Gilbert Asbill Remembers the Cowboy Life

Gilbert Asbill of Sallisaw, retired teacher and school administrator, remembers what it was like as a young cowboy in Sequoyah County back in the day when cattle ranching was dominate.

Asbill, who will celebrate his 82nd birthday on Sept. 18, worked cattle on his father's ranch in the 1940s in the Northview area in northern Sequoyah County.

He recalled recently, "Dad had about 150 head. It was a way of life. I never got paid anything. It was a pleasure. I didn't associate it with work." Asbill said he's been working cattle and bailing hay ever since he was age 14.

Asbill was taken back to those days of free range after the recent Sallisaw rodeo. He recalled that northern Sequoyah County, north of the railroad which intersects the county from east to west, was all open range, where cattle and horses both ran free. That required that all those stock raisers had their own brands.

Asbill remembers the Garvin Ranch near Akins, and their 101 brand. "Most people don't know it, but Highway 101 was named after that ranch," he recalled.

Benjamin Frank Garvin and his sons had between 200 and 300 head of cattle. "They were the biggest cattle owners that used the land," Asbill recalls. 

According to a genealogy web site, Asbill is correct. The Garvins, including son Benjamin Franklin "Tuff" Garvin Jr. whom Asbill remembers, were among the biggest cattle producers in the Indian Territory and had more than 1,200 head of cattle at one time. They ranged from the Boston Mountains of Arkansas west to the Illinois River, north as far as Greasy and Stilwell and south to the bottom lands of the Arkanas River.

Asbill remembers taking his family's cattle and other herds to the northern sections of the county, then rounding them up to bring them home to winter. "We wintered our cattle at the house," he recalled. 

Asbill laughed, "Oh yeah. There was always a bunch of boys that worked the calves back then."

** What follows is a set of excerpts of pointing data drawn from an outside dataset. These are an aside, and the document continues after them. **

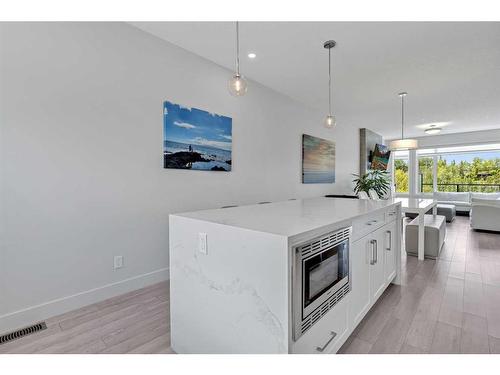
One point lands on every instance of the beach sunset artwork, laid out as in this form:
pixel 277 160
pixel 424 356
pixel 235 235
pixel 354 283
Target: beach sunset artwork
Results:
pixel 196 139
pixel 318 160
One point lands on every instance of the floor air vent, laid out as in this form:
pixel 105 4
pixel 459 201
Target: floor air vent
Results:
pixel 22 332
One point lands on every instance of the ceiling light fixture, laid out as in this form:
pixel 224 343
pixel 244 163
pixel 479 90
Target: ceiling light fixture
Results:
pixel 237 84
pixel 330 121
pixel 403 144
pixel 433 129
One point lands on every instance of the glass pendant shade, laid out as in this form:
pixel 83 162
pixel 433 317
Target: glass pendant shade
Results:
pixel 237 85
pixel 404 144
pixel 330 122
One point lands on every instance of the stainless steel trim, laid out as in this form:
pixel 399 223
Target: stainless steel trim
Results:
pixel 302 315
pixel 389 247
pixel 322 348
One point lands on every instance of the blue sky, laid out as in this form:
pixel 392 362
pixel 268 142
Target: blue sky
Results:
pixel 194 126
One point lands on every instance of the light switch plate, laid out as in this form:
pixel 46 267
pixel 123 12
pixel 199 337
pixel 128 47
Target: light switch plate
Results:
pixel 118 262
pixel 202 243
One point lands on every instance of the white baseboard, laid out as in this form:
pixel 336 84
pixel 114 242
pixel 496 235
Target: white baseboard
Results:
pixel 34 314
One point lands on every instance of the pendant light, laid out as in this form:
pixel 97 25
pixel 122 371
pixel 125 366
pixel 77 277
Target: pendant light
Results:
pixel 330 121
pixel 403 144
pixel 237 84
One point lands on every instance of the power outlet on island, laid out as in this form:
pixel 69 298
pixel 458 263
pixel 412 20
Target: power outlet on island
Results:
pixel 202 243
pixel 118 262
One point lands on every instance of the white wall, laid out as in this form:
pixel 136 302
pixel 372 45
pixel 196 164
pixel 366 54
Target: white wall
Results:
pixel 81 159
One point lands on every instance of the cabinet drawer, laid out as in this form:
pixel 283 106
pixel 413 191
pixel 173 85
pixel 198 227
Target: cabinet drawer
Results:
pixel 367 224
pixel 391 214
pixel 327 335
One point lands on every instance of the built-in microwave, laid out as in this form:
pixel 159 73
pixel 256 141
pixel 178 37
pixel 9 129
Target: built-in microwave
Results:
pixel 321 272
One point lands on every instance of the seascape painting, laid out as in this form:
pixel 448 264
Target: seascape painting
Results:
pixel 196 139
pixel 380 157
pixel 318 160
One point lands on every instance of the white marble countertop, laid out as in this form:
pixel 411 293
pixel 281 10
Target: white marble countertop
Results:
pixel 290 218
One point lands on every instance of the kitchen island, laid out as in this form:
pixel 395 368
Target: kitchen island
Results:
pixel 286 277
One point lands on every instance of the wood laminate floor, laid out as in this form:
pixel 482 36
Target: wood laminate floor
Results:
pixel 450 305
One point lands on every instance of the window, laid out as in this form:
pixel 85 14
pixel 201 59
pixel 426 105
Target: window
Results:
pixel 426 174
pixel 460 169
pixel 401 171
pixel 472 171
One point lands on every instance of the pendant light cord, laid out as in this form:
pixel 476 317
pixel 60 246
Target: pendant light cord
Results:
pixel 402 114
pixel 329 81
pixel 237 48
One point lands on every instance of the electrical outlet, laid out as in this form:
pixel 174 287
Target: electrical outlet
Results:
pixel 118 262
pixel 202 243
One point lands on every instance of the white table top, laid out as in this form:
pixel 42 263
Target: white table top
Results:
pixel 416 205
pixel 290 218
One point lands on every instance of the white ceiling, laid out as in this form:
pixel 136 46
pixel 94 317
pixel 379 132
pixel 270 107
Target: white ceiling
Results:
pixel 451 70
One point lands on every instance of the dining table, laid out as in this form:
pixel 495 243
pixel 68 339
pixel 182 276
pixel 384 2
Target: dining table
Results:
pixel 419 206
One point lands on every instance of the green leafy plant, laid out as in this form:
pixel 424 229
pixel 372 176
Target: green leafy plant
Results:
pixel 373 179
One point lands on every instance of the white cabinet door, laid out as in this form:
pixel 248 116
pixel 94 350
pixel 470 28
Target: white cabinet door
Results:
pixel 390 250
pixel 376 256
pixel 360 281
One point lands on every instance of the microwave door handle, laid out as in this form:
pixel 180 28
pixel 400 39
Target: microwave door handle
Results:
pixel 372 258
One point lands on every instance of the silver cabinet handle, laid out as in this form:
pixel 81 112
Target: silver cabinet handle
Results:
pixel 374 244
pixel 322 348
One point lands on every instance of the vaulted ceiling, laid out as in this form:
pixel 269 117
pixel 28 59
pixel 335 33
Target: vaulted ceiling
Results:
pixel 451 70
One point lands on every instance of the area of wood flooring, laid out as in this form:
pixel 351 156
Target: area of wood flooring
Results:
pixel 451 305
pixel 136 322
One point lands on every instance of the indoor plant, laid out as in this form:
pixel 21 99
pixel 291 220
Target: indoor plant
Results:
pixel 373 179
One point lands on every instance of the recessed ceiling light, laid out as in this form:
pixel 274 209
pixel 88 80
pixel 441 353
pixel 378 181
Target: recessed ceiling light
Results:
pixel 433 130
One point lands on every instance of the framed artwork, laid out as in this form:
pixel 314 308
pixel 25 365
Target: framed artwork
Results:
pixel 318 160
pixel 380 157
pixel 196 139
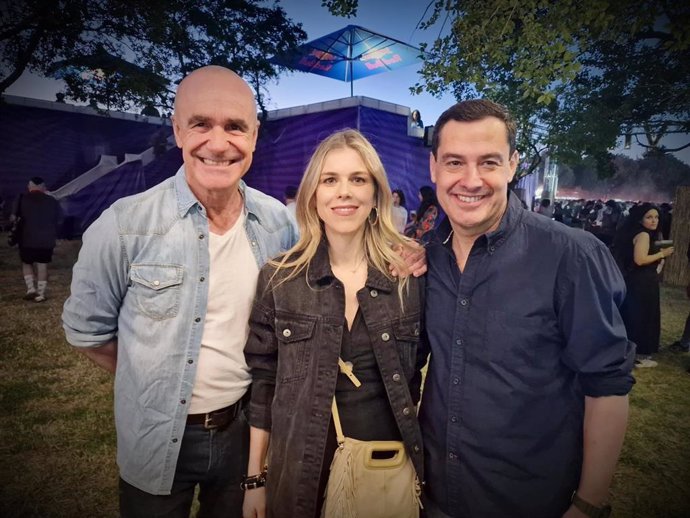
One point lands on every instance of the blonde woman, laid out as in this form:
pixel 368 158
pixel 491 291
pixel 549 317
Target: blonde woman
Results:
pixel 331 297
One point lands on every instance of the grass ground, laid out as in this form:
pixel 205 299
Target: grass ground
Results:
pixel 57 439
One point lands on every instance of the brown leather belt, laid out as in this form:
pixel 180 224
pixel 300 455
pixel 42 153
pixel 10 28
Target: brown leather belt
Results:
pixel 218 418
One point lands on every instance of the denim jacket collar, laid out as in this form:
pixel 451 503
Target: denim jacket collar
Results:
pixel 319 271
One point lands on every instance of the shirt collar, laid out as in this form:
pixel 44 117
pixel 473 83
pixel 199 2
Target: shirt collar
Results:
pixel 320 272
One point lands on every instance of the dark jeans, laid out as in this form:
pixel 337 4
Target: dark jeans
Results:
pixel 213 459
pixel 685 339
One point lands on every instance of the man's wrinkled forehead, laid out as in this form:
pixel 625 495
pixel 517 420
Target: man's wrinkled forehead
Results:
pixel 217 84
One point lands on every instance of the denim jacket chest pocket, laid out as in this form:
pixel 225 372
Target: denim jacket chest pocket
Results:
pixel 406 331
pixel 295 338
pixel 156 289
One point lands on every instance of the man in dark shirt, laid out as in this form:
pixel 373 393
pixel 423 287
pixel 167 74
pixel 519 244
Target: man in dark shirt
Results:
pixel 38 213
pixel 525 400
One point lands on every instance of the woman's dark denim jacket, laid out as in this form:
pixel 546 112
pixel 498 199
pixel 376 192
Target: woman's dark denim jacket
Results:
pixel 294 343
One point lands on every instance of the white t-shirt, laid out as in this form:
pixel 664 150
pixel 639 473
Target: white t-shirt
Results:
pixel 222 375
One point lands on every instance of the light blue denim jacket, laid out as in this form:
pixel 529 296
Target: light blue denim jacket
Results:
pixel 141 277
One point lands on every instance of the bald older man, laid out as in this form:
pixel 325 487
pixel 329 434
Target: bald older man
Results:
pixel 161 295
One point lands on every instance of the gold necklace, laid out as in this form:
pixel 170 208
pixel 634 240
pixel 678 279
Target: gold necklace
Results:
pixel 357 265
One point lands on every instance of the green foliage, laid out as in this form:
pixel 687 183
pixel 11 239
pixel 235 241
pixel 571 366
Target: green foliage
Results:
pixel 118 53
pixel 576 74
pixel 344 8
pixel 583 70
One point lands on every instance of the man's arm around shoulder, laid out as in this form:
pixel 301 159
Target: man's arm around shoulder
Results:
pixel 105 356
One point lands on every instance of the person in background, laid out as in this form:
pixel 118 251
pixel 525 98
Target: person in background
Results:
pixel 683 345
pixel 290 196
pixel 331 298
pixel 525 402
pixel 545 208
pixel 425 217
pixel 638 256
pixel 39 214
pixel 398 211
pixel 416 119
pixel 161 296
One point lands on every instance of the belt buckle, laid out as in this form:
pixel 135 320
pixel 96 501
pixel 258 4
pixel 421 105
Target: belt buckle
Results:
pixel 208 422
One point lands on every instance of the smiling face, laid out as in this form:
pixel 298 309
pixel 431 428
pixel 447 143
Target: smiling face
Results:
pixel 346 193
pixel 650 220
pixel 472 169
pixel 215 125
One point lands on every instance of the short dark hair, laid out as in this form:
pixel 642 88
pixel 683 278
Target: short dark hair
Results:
pixel 474 110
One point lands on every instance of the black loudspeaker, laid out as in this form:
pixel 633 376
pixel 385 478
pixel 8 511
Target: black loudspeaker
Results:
pixel 428 135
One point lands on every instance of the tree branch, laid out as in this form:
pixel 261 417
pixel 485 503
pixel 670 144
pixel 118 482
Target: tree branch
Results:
pixel 23 59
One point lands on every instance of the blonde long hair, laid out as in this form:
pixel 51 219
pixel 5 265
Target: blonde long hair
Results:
pixel 382 241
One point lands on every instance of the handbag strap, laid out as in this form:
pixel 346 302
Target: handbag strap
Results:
pixel 336 420
pixel 345 368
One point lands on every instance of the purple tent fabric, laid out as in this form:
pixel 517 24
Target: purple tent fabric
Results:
pixel 59 145
pixel 285 146
pixel 82 208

But young cowboys eventually grow up, and Asbill left the area in 1951 to join the U.S. Army. He returned in 1953.

"I fooled around until 1954," Asbill recalls. That's when he decided college would be the best choice. He graduated from Northeastern State University in Tahlequah, and finished his master's degree in math at the University of Arkansas in Fayetteville. He taught and was a principal at Sallisaw's junior high and middle schools.

But during those years in education, Asbill did not forget his cowboy upbringing, and joined the Sequoyah County Roundup Club with some of its earliest members. Asbill recalls his friends were Orman and Ima Taylor, Bob Cotton, Joe Rigsby, Punk Rigsby, Immanuel Drake, and Bill Cassidy, who, along with Asbill, are just two of the few original club members still living.

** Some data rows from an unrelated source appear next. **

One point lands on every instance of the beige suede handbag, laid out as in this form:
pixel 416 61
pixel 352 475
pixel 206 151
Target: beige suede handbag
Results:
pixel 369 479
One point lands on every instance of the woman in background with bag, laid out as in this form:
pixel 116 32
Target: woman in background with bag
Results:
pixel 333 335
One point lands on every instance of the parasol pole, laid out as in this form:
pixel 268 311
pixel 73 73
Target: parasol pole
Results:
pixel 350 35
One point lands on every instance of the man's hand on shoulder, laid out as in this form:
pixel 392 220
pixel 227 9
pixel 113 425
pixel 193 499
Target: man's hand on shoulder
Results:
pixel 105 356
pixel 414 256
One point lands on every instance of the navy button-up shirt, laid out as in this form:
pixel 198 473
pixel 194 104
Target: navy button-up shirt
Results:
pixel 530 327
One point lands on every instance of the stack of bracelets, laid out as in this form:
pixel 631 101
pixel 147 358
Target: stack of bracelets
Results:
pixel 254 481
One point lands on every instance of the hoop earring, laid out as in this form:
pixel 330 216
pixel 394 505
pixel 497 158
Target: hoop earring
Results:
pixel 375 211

Asbill said the club often held calf openings at night for members, in which he happily participated, along with Dwight Graham, Gary Folks and Jerry Asbill. He never competed as a rodeo cowboy, but helped with the club's rodeo, which grew immensely over the years. 

"We've seen a lot of improvements over those years," Asbill recalled about the rodeo and the rodeo grounds. "We considered it a community service. We built the arena, the chutes and the bleachers. Bob Cotton did the welding."

As time past roundup club members grew old and left the scene.

"The original members kept dying off," Asbill recalled. "Orman Taylor, Bill Cassidy and I were the only ones left."

The late Orman Taylor died June 15 this year at the age of 92.

Asbill recalled how the popular Sallisaw rodeo eventually became a project of the Sallisaw Lion's Club. He said, "Bill Cassidy came to me and said we're the only ones left. What should we do? We decided to give the rodeo to  the Lions Club and we donated our money, $10,000 to the Lions Club."

But Asbill hasn't given up all his cowboy ways. He still wears a western shirt and jeans, and old, repaired cowboy boots. He still enjoys the rodeo and his sharp mind remembers the cowboy life, although he doesn't think it's out of the ordinary.

He concluded, "I'm kind of a jack of all trades and a master of none."